Sua vida se resumiu, basicamente, ao seu trabalho, por mais mórbido que seja. Castle não chega em casa à noite e vai jogar vídeo game, ler um livro, fazer um curso de mandarim, sair pra jogar sinuca com os amigos ou curtir um filme de ação. Tudo o que ele faz é ser o Justiceiro. Não importa se ele está em casa (em seu esconderijo, na verdade), nas ruas ou numa boate. Se você o encontrasse por aí, pode acreditar que ele estaria nada mais que sendo o Justiceiro, isto é, procurando bandidos para esfarinhar sangrentamente. Ele não tem descanso dessa bolha de realidade, pois os dois são a mesma coisa.

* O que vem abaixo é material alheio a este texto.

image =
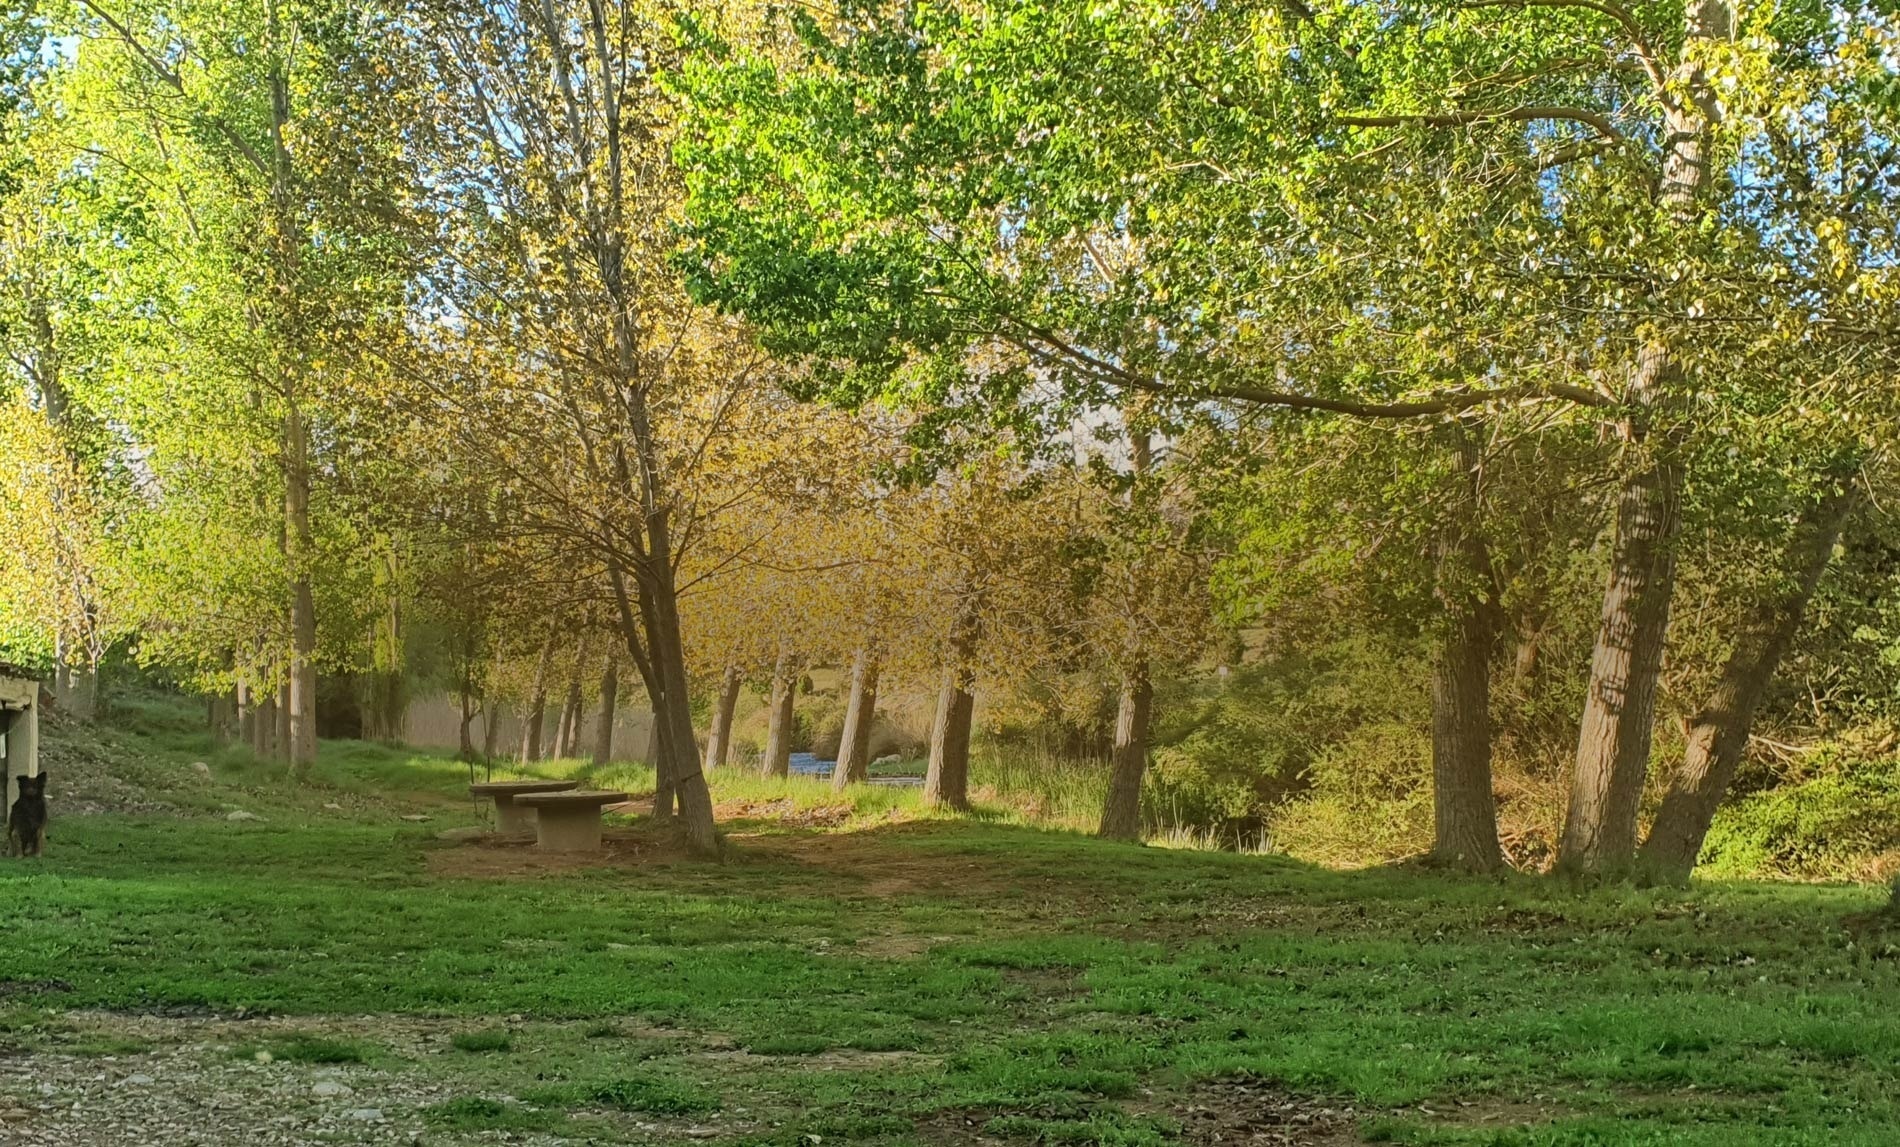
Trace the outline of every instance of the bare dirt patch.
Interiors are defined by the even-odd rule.
[[[1249,1147],[1357,1147],[1353,1108],[1290,1095],[1255,1080],[1215,1080],[1176,1097],[1162,1113],[1179,1123],[1181,1141]]]
[[[790,797],[780,797],[768,801],[721,801],[713,809],[713,816],[721,824],[737,820],[769,820],[787,828],[837,828],[851,819],[853,811],[848,804],[799,808]]]
[[[545,852],[528,837],[484,833],[440,843],[429,851],[428,867],[437,876],[505,880],[589,868],[670,864],[688,855],[678,834],[648,827],[605,829],[600,844],[599,852]]]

Nós, cidadãos de fora das revistas em quadrinhos, vivemos também em nossas bolhas de realidade. Mas uma das diferenças é que elas são muitas para nós. Exercemos o papel de nossa profissão, de nossa posição dentro de uma comunidade religiosa,  no dojo onde praticamos artes marciais, na faculdade e dentro da família.

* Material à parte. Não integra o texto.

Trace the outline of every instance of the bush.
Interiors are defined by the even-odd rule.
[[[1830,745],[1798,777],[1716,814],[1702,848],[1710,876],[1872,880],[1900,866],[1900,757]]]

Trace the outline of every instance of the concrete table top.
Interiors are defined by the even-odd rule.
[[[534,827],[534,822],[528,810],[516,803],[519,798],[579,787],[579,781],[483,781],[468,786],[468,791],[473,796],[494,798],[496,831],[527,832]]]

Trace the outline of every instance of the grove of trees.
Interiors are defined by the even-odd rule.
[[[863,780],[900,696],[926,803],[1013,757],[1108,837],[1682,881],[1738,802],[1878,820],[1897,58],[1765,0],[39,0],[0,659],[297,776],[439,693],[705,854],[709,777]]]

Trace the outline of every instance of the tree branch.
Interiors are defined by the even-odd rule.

Uma pessoa que escolhe (não exatamente é uma escolha, mas uma situação que pode surgir para além da nossa vontade, como consequência de nossas ações impensadas) um desses papéis sociais para que seja único, pode estar em sérios apuros. Conheço indivíduos que parecem viver para o trabalho. No trabalho, eles só falam sobre trabalho, não dão uma pausa saudável nas atividades, desempenham-nas freneticamente (curiosamente, as únicas pausas que dão são para fumar – o que também não é exatamente dar um tempo, mas se apegar a outra coisa que exerce mais controle sobre o indivíduo do que o indivíduo sobre ela; uma troca de apegos).

Carrie Mathison, protagonista da série Homeland, é boa demais no que faz para dar atenção à irmã e aos sobrinhos; ou então, seu trabalho, por mais importante que seja, já corroeu toda sua personalidade a ponto de só sobrar a Carrie profissional, agente da CIA. 
É comum visualizar isso em funcionários que estão prestes a se aposentar. Se eles não tem mais nada o que fazer da vida (usar essas palavras é curioso, já que costumamos usar para nos referir a quem não quer trabalhar ou fazer algo produtivo, não para quem quer trabalhar compulsivamente), ficam aterrorizados frente à perspectiva de que em breve terão de ficar em casa, cuidar de suas próprias coisas, viajar e etc. Então, passam a fazer uma carga horária excessiva, querem pegar trabalho que não faz parte de suas atribuições; em suma, quer se mostrar útil de qualquer forma.

O paralelo com a vida de Frank Castle é forte. O que aconteceria com esse indivíduo perturbado, se alcançasse seu objetivo? O que seria de Frank se conseguisse fazer mingau de todos os meliantes da Terra? Dependendo de seu grau de desequilíbrio, poderia ficar numa espécie de êxtase, com a sensação intensa de dever cumprido. Ou poderia descambar para uma depressão profunda, vivendo num mundo onde não há mais nada para ele. É como com o trabalhador compulsivo que perde seu trabalho por algum motivo, seja por aposentadoria ou depressão. Só que nesse âmbito, a sensação boa do dever cumprido pode nunca chegar, pois o trabalho não estaria terminado de fato, somente outra pessoa estaria em seu lugar; e também, o papel do profissional era o único existente, se não pode mais ser o profissional, a vida não tem sentido.

Por isso é preciso que diversifiquemos a nossa vida, por mais que enfatizemos um de seus aspectos. Costumamos olhar para nossas bolhas de realidade de uma maneira crítica, como se elas fossem um estorvo, uma vida artificial. Dependendo de sua relação com elas, podem ser mesmo. Mas temos de segui las, temos de usá-las, não tem jeito. Precisamos delas para agir no mundo. E, ao mesmo tempo [e isso é perturbadoramente complicado, de tão simples], precisamos enxergar além delas.